I'm writing a defintion paper on worth. I'm still working with it, but I assumed worth ought to be viewed as intrinsic dignity. I don't think worth can be added or detracted from by what you can or cannot do. Dosn't our worth transcend content and form? Worth is constant and stagnant-since we're new borns we have all the dinity we'll ever have. You don't lose or add dignity based on eternal factors or how others define you. That dosn't mean happiness is constant, beacuse worth and self-esteem arn't the same. Self-esteem flunctuates depending on our PERCEPTION of our worth (which is constant and stagnant). Outward forces affect our perceptions sometimes when they try to define who we are and what we're worth.

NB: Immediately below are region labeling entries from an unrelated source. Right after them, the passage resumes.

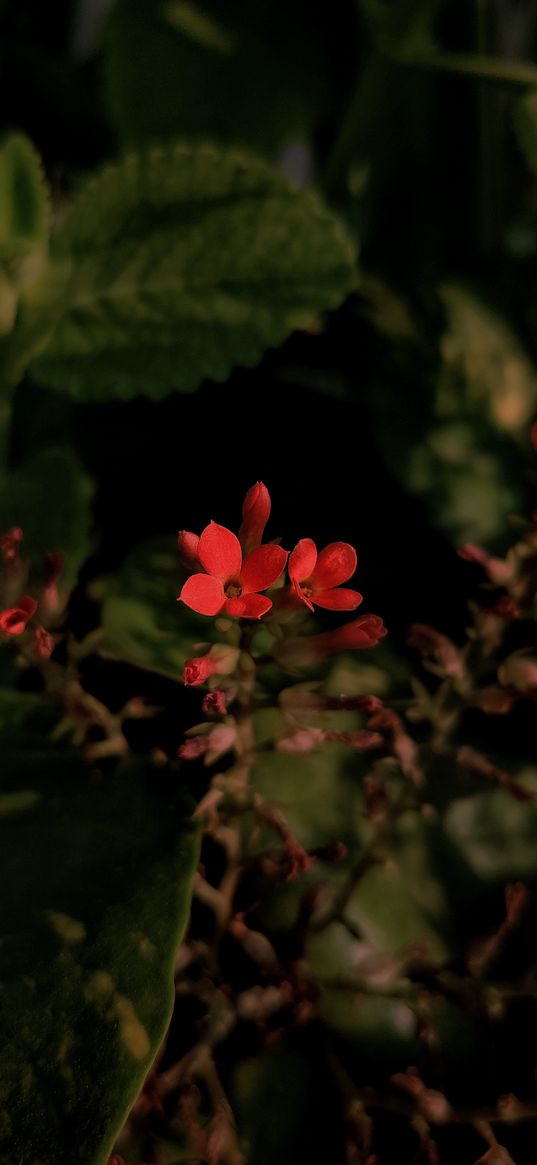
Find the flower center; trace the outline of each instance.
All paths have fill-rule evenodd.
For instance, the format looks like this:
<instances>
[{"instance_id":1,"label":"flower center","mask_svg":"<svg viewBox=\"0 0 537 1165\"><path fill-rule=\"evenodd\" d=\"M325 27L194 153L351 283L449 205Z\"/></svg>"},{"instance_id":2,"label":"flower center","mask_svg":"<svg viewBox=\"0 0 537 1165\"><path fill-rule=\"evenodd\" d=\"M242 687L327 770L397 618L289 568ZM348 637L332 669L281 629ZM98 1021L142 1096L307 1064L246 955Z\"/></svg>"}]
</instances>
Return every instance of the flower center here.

I don't think we could ever express or verbalize our worth because it's part of the formless- and we shouldn't try to conceptualize it (because it's too grand and etheral for us to wrap our brains around). Every living being (humans, animals, plants, bacteria, etc.) has this formless soul or worth, whatever you want to call it- regardless of ANY definiton or denomination society tries to accuse or attribute the being in question of. It does not matter if a being has no utilitarian value whatsoever,even algea, is "worthy" because inherently it has dignity. I don't think we need to validate pople by tring to find a way how they are useful. If a being wasn't useful, would it not be worthy?
P.S I hate using that word "worthy"-because it feels like we all have to offer something in order to be given common respect.
I LOVE this discussion. You all are wonderful, etheral, intrinsic dignitaries.